ПЕРЕДОВЫЕ ТЕХНОЛОГИИ
МОЛЕКУЛЯРНО-БИОЛОГИЧЕСКОЙ ДИАГНОСТИКИ
В настоящее время в Диагностическом Центре медицинской академии подготовлена материально-техническая база и квалифицированные специалисты, что позволило внедрить в клиническую практику современный метод молекулярно-биологической диагностики - полимеразную цепную реакцию (ПЦР) в реальном времени (Real-Time PCR), основанную на количественном определении как ДНК, так и РНК инфекционных патогенов.
Известно, что метод ПЦР обладает уникальной аналитической чувствительностью и диагностической специфичностью. Кроме того, дополнительным преимуществом метода ПЦР является отсутствие высоких, как при микробиологических исследованиях, требований к условиям хранения и транспортировки клинического материала с целью сохранения жизнеспособности возбудителей. Вместе с тем, для "стандартной" ПЦР, основанной на использовании метода электрофореза на заключительном этапе исследования, существует один из существенных недостатков - высокий риск контаминации (загрязнения) продуктами ПЦР реактивов или клинического материала, вызывающей появление ложно-положительных результатов и других артефактов анализа.
Проблема контаминации в стандартном исполнении метода ПЦР была решена с помощью флуоресцентно-меченных олигонуклеотидных зондов (ФМ-зондов), которые добавляются в ПЦР-смесь и при появлении специфического продукта амплификации гибридизуются с ним, вызывая увеличение уровня флуоресцентного сигнала. Специально для этого были разработано оборудование, совмещающие в себе амплификатор и флюориметрический детектор. Метод позволяет регистрировать накопление специфического продукта амплификации либо непосредственно в процессе ПЦР ("ПЦР в реальном времени" (Real-Time PCR)), либо после окончания реакции ("анализ флуоресценции по конечной точке"). Причем в обоих случаях не предполагается пост-амплификационный анализ продуктов реакции методом электрофореза, чем достигается значительное снижение риска контаминации и связанных с ней ложно-положительных результатов и артефактов ПЦР.

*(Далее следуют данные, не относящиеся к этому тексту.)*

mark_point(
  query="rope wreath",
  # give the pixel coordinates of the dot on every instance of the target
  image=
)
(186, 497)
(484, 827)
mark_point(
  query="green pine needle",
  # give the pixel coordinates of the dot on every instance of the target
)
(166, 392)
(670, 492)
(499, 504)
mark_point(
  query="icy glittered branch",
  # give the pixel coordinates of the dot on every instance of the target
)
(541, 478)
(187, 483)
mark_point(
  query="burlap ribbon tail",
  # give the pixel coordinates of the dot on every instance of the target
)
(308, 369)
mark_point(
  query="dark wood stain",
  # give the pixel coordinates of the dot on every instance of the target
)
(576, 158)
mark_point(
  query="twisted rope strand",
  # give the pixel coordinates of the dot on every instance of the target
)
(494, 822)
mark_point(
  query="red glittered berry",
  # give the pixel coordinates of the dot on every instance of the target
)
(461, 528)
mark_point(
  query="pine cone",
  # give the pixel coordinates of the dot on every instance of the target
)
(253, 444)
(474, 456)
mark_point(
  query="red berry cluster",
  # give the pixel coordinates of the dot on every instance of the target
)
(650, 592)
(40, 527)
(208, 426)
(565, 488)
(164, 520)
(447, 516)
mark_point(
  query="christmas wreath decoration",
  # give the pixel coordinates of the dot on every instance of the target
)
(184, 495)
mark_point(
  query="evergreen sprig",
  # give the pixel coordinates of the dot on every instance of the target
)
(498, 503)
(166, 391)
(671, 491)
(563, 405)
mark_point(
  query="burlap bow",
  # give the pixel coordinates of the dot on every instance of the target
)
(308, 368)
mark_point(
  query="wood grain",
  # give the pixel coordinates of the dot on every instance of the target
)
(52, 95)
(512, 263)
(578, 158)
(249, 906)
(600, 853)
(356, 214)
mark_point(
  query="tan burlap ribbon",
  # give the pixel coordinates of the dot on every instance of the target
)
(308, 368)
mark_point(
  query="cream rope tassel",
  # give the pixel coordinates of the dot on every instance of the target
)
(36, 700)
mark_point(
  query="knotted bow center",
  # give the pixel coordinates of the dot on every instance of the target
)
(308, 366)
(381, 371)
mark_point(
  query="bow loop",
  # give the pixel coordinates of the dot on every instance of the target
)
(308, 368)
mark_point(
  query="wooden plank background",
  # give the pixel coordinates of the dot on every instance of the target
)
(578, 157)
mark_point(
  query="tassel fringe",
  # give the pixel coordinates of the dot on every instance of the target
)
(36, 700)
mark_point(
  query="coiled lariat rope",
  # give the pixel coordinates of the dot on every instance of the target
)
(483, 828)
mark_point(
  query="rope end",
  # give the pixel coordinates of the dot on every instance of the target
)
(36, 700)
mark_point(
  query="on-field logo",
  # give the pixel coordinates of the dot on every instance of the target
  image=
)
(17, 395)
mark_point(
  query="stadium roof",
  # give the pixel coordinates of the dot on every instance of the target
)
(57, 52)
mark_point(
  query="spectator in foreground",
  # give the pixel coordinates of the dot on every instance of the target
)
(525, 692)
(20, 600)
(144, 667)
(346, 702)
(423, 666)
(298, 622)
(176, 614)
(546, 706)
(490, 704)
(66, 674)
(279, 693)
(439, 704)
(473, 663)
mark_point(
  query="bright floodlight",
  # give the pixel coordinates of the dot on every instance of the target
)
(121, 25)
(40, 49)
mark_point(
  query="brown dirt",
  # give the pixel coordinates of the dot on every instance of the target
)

Кроме того, еще больше увеличивается объективность в оценке результатов ПЦР-исследования, т.к. обработка полученных результатов осуществляется с помощью программного обеспечения, которым обеспечен флюориметрический детектор.
Принципиальная особенность метода Real-Time PCR заключается в возможности регистрировать накопление специфического продукта амплификации непосредственно в процессе ПЦР. Клиническое значение этого приема заключается в том, что кинетика накопления синтезированных олигонуклеотидов напрямую зависит от числа копий "оригинала исследуемой матрицы", что таким образом позволяет проводить количественную оценку содержания ДНК или РНК инфекционных агентов в исследуемом материале.
Таким образом, результаты исследования, полученные методом Real-Time PCR в большей мере, отвечает требованиям, предъявляемыми клиницистами для мониторинга эффективности проводимой терапии, и оценки клинического прогноза заболевания
Уже сейчас данный метод Real-Time PCR применяется в различных областях инфектологии, для прогноза заболевания и оценки эффективности проводимой терапии: вирусные гепатиты, ВИЧ-инфекция, герпетические инфекции и пр.
С использованием Real-Time PCR в диагностическом центре медицинской академии внедрена диагностика острых и хронических форм вирусных гепатитов В и С, что обеспечивает:
Для вирусного гепатита В:
1. Возможность ранней диагностики острого вирусного гепатита В, где ДНК вируса обнаруживаться в крови пациента в среднем на 20 дней раньше, чем HBsAg ("поверхностный" антиген) вируса гепатита В.
2. Возможность выявления мутантных штаммов вируса гепатита В.
3. Возможность количественной оценки уровня ДНК вируса гепатита В в плазме крови.
4. Возможность отслеживания активности вирусной репликации у здоровых "носителей" HBsAg. Так, содержание ДНК вируса гепатита В, так называемая вирусная нагрузка, более 100000 копий в 1 мм? крови характерно для хронического гепатита В.
5. Возможность контроля эффективности проводимой противовирусной терапии.
Для вирусного гепатита С:
1. Возможность установления факта инфицированности вирусом гепатитом С на 2-3 месяца раньше, чем при использовании метода ИФА, которым определяют наличие специфических противовирусных антител.
2. Возможность количественной оценки уровня РНК вируса гепатита С в плазме крови.
3. Возможность установления показаний к противовирусному лечению, прогноза её эффективности и выбора оптимальной схемы лечения.
4. Возможность своевременной оценки эффективности проводимого лечения.